Australia has fallen into recession for the first time in 29 years.
According to national accounts data published by the Australian Bureau of Statistics (ABS) on Wednesday GDP contracted by 7 percent in the June quarter – more than three times more than the previous biggest fall of 2 percent in 1974.
“This is, by a wide margin, the largest fall in quarterly GDP since records began in 1959,” said Michael Smedes, Head of National Accounts at the ABS.
It marks the second consecutive quarter of economic decline, meaning that Australia is in a recession for the first time since 1991.

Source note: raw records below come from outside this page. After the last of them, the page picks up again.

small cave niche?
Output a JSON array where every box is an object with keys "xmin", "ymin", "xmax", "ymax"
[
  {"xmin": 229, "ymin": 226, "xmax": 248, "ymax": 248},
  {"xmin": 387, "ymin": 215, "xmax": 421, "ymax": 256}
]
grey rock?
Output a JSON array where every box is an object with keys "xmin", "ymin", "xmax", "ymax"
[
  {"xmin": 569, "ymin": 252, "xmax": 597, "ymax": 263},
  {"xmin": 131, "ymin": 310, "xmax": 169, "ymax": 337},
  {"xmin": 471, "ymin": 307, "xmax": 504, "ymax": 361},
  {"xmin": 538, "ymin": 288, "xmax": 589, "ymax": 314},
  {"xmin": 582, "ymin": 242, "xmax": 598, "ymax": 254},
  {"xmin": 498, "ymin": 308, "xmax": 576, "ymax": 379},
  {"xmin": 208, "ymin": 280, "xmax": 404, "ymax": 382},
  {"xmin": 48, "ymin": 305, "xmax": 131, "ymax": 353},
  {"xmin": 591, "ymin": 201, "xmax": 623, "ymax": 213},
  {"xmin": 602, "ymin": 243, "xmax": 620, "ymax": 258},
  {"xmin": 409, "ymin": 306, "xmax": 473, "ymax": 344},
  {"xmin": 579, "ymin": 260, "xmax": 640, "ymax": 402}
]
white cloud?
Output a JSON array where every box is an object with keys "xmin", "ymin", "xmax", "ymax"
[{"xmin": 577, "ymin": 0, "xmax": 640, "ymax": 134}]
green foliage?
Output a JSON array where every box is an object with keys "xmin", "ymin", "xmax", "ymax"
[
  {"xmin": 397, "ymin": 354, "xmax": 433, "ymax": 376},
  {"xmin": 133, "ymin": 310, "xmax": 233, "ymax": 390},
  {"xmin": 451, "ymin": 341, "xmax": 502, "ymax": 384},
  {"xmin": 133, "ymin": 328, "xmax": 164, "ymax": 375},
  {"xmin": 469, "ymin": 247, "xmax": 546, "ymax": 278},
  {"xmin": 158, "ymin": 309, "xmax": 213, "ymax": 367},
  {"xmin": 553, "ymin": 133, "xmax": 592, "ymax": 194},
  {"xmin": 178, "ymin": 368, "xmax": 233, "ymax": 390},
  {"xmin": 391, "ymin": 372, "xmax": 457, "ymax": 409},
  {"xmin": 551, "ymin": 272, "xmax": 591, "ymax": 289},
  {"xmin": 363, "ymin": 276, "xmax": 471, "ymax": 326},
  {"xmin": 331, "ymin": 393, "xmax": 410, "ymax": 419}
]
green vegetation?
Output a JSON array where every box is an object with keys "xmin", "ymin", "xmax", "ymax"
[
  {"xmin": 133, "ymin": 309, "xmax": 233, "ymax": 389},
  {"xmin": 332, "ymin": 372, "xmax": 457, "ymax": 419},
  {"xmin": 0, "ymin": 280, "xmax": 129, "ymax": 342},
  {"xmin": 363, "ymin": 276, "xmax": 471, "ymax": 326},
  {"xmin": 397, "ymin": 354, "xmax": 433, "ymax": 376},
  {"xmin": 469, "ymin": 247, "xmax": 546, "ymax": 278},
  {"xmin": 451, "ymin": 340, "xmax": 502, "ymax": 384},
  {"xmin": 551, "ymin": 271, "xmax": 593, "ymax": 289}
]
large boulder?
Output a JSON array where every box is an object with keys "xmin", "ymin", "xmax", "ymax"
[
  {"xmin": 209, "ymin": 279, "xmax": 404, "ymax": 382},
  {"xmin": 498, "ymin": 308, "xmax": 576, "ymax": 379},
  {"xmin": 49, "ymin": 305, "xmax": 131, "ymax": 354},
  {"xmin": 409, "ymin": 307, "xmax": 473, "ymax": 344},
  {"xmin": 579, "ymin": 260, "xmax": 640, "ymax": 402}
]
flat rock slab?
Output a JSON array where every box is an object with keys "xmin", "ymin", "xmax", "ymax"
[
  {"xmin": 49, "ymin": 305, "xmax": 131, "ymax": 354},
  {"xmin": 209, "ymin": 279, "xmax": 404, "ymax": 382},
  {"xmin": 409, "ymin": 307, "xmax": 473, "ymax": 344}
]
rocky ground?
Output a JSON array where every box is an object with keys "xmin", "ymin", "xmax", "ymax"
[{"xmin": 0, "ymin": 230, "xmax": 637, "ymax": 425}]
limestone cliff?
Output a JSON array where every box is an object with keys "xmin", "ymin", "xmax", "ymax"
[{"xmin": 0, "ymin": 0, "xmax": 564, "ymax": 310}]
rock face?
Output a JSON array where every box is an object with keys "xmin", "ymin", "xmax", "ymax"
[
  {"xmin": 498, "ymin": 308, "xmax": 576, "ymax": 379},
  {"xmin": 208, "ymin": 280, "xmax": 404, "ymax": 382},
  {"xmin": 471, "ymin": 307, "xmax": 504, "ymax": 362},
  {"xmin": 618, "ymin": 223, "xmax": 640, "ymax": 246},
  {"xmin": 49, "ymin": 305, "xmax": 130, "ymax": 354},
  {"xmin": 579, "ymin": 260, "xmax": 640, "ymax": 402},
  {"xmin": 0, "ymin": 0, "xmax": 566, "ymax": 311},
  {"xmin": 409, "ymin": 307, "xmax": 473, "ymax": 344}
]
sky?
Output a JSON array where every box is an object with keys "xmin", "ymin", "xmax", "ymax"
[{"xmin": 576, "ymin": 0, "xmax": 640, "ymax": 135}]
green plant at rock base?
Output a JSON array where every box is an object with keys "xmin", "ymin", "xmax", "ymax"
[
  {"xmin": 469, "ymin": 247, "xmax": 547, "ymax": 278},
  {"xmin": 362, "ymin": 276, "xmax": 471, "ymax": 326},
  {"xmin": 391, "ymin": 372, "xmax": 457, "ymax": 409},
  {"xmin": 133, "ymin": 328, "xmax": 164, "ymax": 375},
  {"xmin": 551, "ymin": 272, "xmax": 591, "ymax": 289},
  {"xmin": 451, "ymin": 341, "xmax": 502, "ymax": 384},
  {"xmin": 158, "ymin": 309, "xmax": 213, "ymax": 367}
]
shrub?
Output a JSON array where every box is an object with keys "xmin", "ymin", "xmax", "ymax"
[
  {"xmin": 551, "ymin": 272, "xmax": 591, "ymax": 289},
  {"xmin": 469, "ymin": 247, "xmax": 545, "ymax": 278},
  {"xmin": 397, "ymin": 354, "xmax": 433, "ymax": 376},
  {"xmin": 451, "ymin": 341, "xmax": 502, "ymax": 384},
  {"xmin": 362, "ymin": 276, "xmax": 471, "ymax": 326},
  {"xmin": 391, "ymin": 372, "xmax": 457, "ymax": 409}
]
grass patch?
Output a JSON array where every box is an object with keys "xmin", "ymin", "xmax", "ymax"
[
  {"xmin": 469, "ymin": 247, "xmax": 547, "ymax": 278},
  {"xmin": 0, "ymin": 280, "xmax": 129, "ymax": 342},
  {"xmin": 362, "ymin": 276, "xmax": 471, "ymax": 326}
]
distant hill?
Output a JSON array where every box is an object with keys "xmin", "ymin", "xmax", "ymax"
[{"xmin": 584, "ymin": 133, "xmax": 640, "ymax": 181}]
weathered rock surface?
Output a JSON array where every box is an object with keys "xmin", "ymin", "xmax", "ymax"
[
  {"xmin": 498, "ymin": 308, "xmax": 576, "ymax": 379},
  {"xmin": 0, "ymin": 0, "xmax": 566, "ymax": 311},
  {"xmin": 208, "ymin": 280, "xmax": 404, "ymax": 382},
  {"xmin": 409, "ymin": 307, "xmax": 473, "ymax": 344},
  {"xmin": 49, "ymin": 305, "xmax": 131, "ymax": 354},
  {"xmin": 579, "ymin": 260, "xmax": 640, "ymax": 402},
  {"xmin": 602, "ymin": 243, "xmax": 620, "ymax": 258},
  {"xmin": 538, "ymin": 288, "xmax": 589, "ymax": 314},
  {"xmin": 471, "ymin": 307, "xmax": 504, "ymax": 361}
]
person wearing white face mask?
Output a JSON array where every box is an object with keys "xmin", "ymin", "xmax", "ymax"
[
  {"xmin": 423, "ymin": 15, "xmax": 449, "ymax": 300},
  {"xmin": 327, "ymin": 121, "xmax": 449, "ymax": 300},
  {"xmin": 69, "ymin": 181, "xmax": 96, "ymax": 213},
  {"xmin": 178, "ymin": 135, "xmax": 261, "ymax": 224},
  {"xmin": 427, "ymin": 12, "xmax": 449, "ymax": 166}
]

“Today’s national accounts confirm the devastating impact on the Australian economy from COVID-19.
“Our record run of 28 consecutive years of economic growth has now officially come to an end.
“Behind these numbers are heartbreaking stories of hardship, being filled by everyday Australians as they go about their daily lives,” Treasurer Josh Frydenberg said on Wednesday.
The ABS found that due to increased number of recipients and additional support payments, social assistance benefits in cash rose to a record 41.6 percent.
Meanwhile, Australians’ spending on services fell 17.6 percent in the June quarter while hours worked fell a record 9.8 percent and the household saving to income ratio rose from 6 percent to 19.8 percent.
Household expenditure declined by 12.1 percent.